SR Number 7251740.992 Open Date 30-OCT-08 01:54:01

Support Identifier 14827454 Name He JianMin

Severity 2 Last Update 04-NOV-08 07:37:03

Product Oracle Server - Enterprise Edition Product Version 9.2.0.6.0

Platform HP-UX PA-RISC (64-bit) Detailed Status Hard Close

SR Reference n/a BUG Reference n/a

Abstract

TRUNCATE TABLE HANG,SESSION WAIT IS DFS LOCK HANDLE,PMON CAN'T CLEAN DEAD PROCES

Resolution History

30-OCT-08 01:54:01 GMT

### PROBLEM STATEMENT ###

we try to truncate a very large table,

SQL> select sum(bytes)/1024/1024/1024 size_g from user_segments where

segment_name='ALERTBUFF';

SIZE_G

----------

329.8125

1* select tablespace_name,PARTITIONED from user_tables where table_name='ALERTBUFF'

SQL> /

TABLESPACE_NAME PAR

------------------------------ ---

DATA_DYNAMIC NO

SQL> select EXTENT_MANAGEMENT,SEGMENT_SPACE_MANAGEMENT from user_tablespaces where

tablespace_name='DATA_DYNAMIC';

EXTENT_MAN SEGMEN

---------- ------

LOCAL MANUAL

SQL> select index_name,tablespace_name,PARTITIONED from user_indexes where table_name='ALERTBUFF';

INDEX_NAME TABLESPACE_NAME PAR

------------------------------ ------------------------------ ---

IDX_ALERTBUFF_ALERTTIME DATA_DYNAMIC NO

PK_ALERTBUFF DATA_DYNAMIC NO

we execute "truncate table xxx reuse storage",when it was executing,the network broke.And

we login database again,we found the session still active.

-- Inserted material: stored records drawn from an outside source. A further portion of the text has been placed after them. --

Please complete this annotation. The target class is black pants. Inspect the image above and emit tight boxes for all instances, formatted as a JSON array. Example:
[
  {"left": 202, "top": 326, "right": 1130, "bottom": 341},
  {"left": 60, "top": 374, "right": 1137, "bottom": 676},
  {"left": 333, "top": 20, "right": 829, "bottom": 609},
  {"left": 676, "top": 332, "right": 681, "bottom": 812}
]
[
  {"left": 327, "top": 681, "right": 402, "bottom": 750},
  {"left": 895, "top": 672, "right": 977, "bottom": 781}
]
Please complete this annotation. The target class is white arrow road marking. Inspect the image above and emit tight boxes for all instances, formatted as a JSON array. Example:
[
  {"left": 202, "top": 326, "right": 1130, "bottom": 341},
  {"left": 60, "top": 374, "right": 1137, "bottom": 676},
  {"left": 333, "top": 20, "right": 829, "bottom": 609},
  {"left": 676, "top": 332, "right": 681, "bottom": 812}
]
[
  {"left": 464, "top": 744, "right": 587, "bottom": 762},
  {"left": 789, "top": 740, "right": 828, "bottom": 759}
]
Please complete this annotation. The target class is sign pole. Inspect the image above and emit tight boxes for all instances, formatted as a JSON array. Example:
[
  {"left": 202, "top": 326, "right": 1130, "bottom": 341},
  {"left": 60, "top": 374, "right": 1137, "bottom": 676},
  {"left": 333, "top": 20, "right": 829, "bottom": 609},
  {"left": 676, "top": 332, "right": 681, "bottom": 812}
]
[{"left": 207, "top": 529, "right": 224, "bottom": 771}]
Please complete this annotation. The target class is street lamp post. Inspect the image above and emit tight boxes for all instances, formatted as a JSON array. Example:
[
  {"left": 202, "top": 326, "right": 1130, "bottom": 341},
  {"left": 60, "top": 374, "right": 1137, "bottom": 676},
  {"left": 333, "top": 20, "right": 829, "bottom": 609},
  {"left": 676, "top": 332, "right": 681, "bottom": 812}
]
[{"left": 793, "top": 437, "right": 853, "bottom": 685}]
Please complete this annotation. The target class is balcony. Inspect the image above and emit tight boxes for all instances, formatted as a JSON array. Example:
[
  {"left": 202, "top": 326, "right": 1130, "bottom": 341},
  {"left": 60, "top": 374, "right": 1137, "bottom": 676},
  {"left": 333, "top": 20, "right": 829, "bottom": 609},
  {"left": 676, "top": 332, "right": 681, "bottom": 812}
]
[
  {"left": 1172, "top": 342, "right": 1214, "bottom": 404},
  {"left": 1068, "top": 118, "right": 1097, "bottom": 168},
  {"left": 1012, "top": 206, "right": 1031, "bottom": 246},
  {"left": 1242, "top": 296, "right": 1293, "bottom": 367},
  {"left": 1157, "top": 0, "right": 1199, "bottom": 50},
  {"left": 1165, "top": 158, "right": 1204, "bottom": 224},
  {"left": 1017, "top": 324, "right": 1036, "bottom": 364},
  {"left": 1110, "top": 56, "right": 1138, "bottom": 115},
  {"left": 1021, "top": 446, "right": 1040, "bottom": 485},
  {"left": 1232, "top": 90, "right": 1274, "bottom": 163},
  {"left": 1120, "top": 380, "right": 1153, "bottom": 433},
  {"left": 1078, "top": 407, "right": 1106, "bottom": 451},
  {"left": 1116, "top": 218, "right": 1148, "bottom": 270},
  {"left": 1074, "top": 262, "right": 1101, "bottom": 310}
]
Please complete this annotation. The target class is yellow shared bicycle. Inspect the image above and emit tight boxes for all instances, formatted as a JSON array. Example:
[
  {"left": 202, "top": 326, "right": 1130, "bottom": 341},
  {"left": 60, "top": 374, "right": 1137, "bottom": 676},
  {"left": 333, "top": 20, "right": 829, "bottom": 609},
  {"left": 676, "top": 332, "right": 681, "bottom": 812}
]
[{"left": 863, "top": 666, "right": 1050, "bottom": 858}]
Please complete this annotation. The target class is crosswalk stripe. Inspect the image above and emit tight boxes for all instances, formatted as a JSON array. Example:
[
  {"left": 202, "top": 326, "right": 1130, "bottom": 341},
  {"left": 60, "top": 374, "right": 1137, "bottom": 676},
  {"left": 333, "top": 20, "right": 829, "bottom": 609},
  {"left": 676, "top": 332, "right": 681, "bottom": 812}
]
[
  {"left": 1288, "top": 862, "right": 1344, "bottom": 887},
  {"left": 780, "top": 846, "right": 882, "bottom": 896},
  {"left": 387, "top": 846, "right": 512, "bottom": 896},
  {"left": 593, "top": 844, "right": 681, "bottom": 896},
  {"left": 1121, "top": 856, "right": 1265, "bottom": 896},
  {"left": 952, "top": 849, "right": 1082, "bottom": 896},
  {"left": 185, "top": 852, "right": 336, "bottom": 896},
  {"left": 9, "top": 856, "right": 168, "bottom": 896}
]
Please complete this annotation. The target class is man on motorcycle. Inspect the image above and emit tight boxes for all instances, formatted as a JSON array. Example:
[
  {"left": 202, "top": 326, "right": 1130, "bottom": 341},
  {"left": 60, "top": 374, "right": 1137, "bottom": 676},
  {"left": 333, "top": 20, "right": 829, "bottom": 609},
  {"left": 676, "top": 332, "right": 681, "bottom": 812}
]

we try to found this sid,serial#,spid.we killed this session and process in OS and wanted to execute

that truncate statement again.

we check this status is killed but in dba_dml_locks it still lock:

SQL> select * from dba_dml_locks;

SESSION_ID OWNER NAME MODE_HELD

MODE_REQUESTE LAST_CONVERT BLOCKING_OTHERS

---------- ------------------------------ ------------------------------ -------------

------------- ------------ ----------------------------------------

64 MISC ALERTBUFF Exclusive

None 1643 Global

64 SYS MLOG$ Row-X (SX) None 1643

Global

SQL> l

1* select * from v$session_wait where sid=64

SQL> /

SID SEQ# EVENT

P1TEXTP1 P1RAW P2TEXT

P2 P2RAW P3TEXT P3 P3RAW WAIT_TIME

SECONDS_IN_WAIT STATE

---------- ---------- ----------------------------------------------------------------

---------------------------------------------------------------- ----------

----------------

---------------------------------------------------------------- ----------

----------------

---------------------------------------------------------------- ----------

---------------- ---------- --------------- -------------------

64 3540 DFS lock handle

type|mode1128857605 0000000043490005 id1

18 0000000000000012 id2 2 0000000000000002

0 39340 WAITING

SQL>

and in alertlog,we found that:

"PMON failed to delete process, see PMON trace

file"

oracle@gd_rac01:/oracle/app/oracle/admin/gdrac/bdump$ more gdrac1_pmon_7976.trc

Dump file /oracle/app/oracle/admin/gdrac/bdump/gdrac1_pmon_7976.trc

Oracle9i Enterprise Edition Release 9.2.0.6.0 - 64bit Production

With the Partitioning and Real Application Clusters options

JServer Release 9.2.0.6.0 - Production

ORACLE_HOME = /oracle/app/oracle/product/9.2.0

System name: HP-UX

Node name: gd_rac01

Release: B.11.11

Version: U

Machine: 9000/800

Instance name: gdrac1

Redo thread mounted by this instance: 1

Oracle process number: 2

Unix process pid: 7976, image: oracle@gd_rac01 (PMON)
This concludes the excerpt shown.